Полная версия
Latin Lovers Untamed: In Dante's Debt / Captive in His Bed / Brazilian Boss, Virgin Housekeeper
If he didn’t care it would be so much easier. He could walk from his family, walk from the unbelievable debt his late father had left them, walk away from all of it and just do what he pleased.
Unfortunately, what pleased him was knowing he wasn’t like his father. What pleased him was providing for his younger sisters. What pleased him was proving that he was as unlike his father as possible.
The screech of Marquita’s voice in his ear brought him back to the moment. The phone dangled from his fingers as he paced the floor of his suite. Marquita was drunker than usual for noon. She must have finished her liter and started on a new bottle already.
“What’s Anabella done now?” he asked with exaggerated patience.
Countess Marquita Galván immediately launched into an incoherent diatribe, gibberish words about Anabella and boys and running away from school.
Dante closed his eyes and drew a slow, deep breath. “Where is she?”
“At school, of course. She can’t come here.”
“Why not?” he asked. “She is your daughter.”

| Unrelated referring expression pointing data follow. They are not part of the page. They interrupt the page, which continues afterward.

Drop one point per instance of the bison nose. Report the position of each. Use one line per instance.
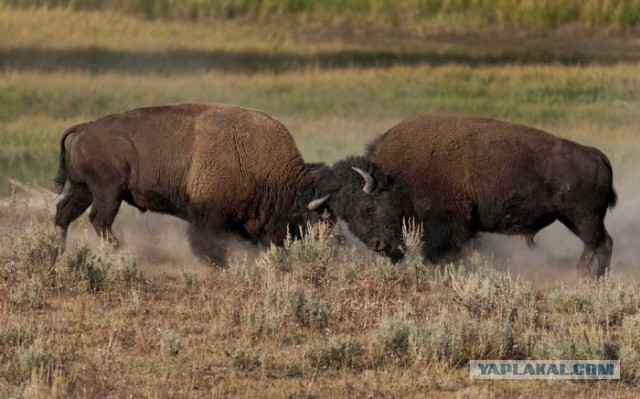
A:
(379, 245)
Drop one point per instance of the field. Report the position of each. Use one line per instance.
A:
(316, 319)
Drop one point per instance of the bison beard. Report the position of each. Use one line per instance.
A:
(464, 175)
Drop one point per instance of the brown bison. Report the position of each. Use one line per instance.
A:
(463, 175)
(224, 169)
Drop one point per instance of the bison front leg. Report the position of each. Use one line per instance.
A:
(603, 253)
(103, 213)
(208, 244)
(584, 263)
(70, 207)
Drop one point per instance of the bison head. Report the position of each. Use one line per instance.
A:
(357, 192)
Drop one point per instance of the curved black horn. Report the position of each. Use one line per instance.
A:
(315, 204)
(369, 182)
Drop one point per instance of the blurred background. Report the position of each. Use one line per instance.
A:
(336, 73)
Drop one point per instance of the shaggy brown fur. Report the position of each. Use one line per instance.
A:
(468, 174)
(222, 168)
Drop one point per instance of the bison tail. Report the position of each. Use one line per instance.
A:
(61, 177)
(612, 197)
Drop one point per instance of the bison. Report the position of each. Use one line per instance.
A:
(464, 175)
(224, 169)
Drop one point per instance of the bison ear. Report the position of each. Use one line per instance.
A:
(315, 204)
(369, 181)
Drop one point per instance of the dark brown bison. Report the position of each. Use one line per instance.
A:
(466, 174)
(224, 169)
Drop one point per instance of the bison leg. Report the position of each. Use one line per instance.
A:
(597, 242)
(208, 244)
(103, 212)
(70, 207)
(603, 253)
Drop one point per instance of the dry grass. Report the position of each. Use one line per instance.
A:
(449, 15)
(311, 319)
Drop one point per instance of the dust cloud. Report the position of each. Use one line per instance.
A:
(557, 251)
(161, 246)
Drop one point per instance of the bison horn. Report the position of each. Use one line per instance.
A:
(315, 204)
(369, 182)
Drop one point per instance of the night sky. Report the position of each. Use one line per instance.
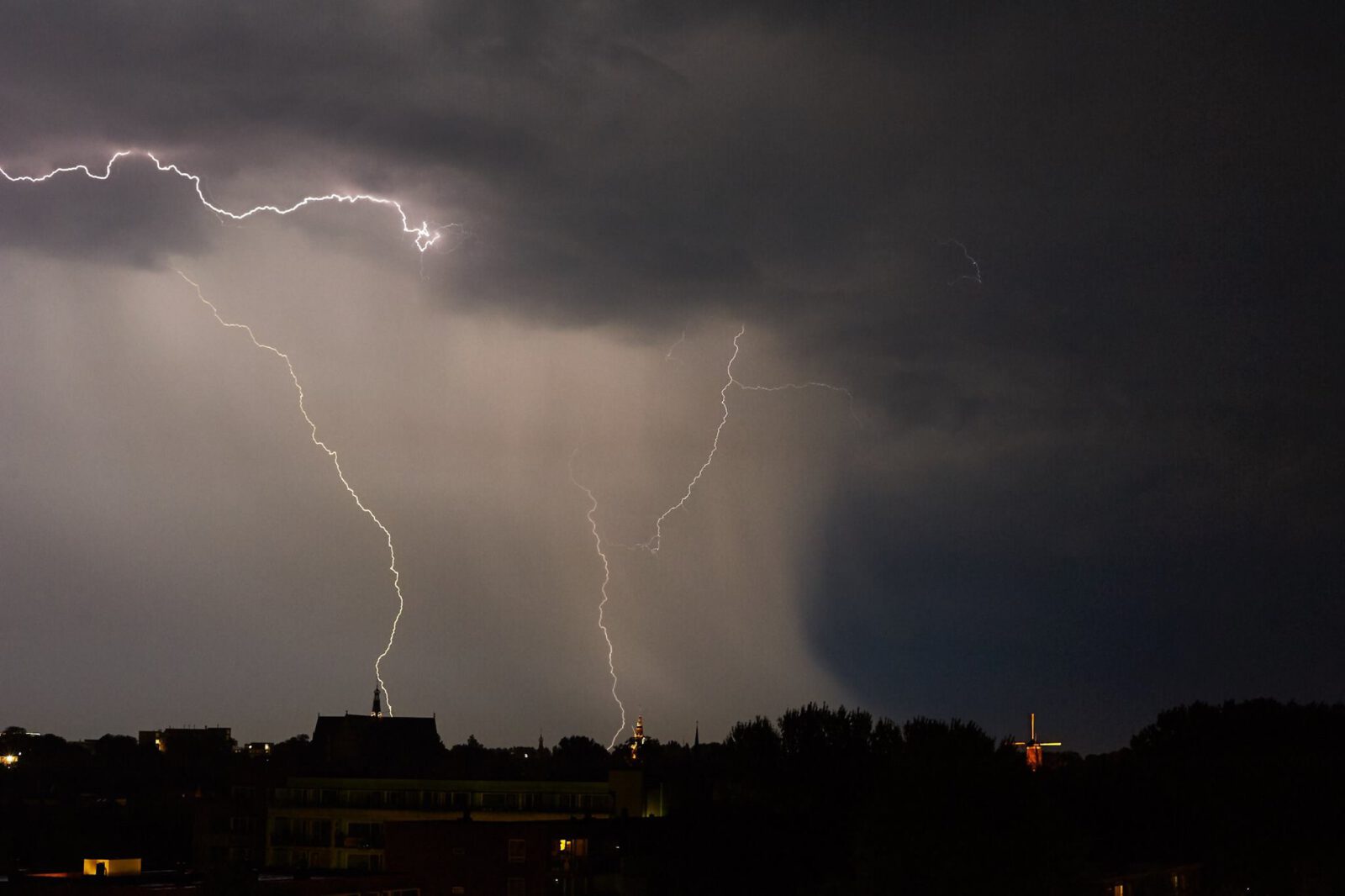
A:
(1079, 268)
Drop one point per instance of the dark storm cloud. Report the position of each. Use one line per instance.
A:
(1142, 394)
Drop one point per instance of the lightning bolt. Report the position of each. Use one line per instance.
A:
(425, 235)
(975, 266)
(657, 541)
(313, 428)
(607, 577)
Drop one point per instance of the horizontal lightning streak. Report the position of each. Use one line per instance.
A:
(806, 385)
(425, 235)
(313, 427)
(602, 606)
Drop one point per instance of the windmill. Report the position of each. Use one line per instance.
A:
(1032, 747)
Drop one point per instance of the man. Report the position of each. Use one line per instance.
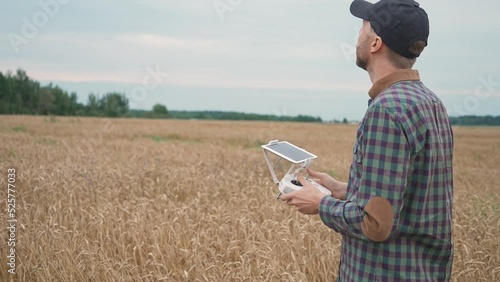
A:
(395, 213)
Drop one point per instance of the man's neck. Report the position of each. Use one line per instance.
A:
(377, 72)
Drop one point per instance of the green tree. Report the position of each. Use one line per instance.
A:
(160, 109)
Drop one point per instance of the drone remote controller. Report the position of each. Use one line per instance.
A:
(300, 159)
(290, 184)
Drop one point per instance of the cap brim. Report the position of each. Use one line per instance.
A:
(360, 8)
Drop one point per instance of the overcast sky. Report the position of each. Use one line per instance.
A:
(263, 56)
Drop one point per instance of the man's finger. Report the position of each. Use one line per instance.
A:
(313, 173)
(286, 197)
(301, 179)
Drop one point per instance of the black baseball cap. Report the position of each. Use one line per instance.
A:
(399, 23)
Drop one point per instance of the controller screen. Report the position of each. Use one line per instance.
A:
(290, 152)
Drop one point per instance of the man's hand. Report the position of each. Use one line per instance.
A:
(338, 189)
(307, 199)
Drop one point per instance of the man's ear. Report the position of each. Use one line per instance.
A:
(376, 45)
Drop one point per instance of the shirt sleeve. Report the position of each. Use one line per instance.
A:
(383, 157)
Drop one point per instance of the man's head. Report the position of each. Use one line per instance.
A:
(401, 25)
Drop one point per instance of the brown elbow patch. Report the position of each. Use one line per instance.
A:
(377, 224)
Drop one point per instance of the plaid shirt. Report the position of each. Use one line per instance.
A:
(403, 154)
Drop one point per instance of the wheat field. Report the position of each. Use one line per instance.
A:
(166, 200)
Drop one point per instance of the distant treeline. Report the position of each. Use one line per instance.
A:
(219, 115)
(20, 95)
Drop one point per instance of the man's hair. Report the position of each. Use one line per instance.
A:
(403, 62)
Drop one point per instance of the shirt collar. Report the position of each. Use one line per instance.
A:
(397, 76)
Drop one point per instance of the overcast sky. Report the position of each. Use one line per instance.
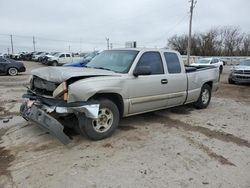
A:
(149, 22)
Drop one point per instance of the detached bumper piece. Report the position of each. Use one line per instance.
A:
(37, 109)
(44, 121)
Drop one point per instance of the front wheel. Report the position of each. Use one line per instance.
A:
(105, 125)
(230, 81)
(204, 98)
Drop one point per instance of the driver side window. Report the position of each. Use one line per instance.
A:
(152, 60)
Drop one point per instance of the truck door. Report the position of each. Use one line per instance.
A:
(176, 88)
(147, 92)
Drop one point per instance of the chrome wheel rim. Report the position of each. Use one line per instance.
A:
(205, 96)
(104, 121)
(12, 71)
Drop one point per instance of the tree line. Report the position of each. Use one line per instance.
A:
(222, 41)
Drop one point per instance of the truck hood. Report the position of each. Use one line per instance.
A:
(60, 74)
(240, 67)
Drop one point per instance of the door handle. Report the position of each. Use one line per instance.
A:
(164, 81)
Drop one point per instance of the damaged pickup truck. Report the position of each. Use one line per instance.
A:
(115, 84)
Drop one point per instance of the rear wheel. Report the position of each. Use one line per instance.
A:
(204, 98)
(104, 125)
(12, 71)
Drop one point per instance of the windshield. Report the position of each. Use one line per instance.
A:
(245, 62)
(203, 61)
(114, 60)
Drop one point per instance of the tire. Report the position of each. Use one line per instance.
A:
(54, 63)
(221, 69)
(204, 98)
(106, 123)
(12, 71)
(230, 81)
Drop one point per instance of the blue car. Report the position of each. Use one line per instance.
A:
(82, 63)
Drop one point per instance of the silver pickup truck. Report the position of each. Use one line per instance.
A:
(115, 84)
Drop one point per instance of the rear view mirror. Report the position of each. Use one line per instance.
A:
(142, 70)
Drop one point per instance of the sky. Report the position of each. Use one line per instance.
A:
(81, 25)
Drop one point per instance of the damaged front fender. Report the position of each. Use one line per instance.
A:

“Because I can’t deal with her. I can’t handle her problems. I have problems of my own.”
Yes, liquor, laziness, extravagance. His jaw hardened, a muscle popping close to his ear as he fought to contain his anger. Why had his stepmother ever had children? How could she have three and then abdicate all responsibility?
He suddenly pictured Tadeo, the lost one, the half brother who’d never made it to eighteen. Dante’s heart felt wrenched. It actually felt broken in places. Would he never get over Tadeo’s death? Would he ever be able to think of Tadeo without wanting to scream?
Tadeo was a great kid. Smart, funny, compassionate, sensitive. Sensitive. And it had killed him.
Dante was damned if he’d let Marquita’s indifference destroy Anabella, too. “I’ll be back in a couple days. Leave Anabella to me. I’ll call the headmistress. I’ll work this out.”
“Thank goodness,” Marquita breathed with relief. “I have a massage at two. I’d hate to miss that.”
“That’d be a real tragedy.”
Dante hung up, paced the suite another half dozen times before hesitating in front of the mirror hanging over the fireplace mantel.
Dark hair, light eyes, wide mouth. But he didn’t see himself. He saw his father. Dante looked just like his father. It was a curse, he thought, a curse because he was constantly reminded that his father had not only failed him, but had failed all of them—his father had brought them all to the brink of destruction and abandoned them there.
Dante felt his father’s sins again. Dante had saved the Galván family corporation from disaster, turned the bleak financial picture around, but that success meant nothing if he couldn’t save Anabella.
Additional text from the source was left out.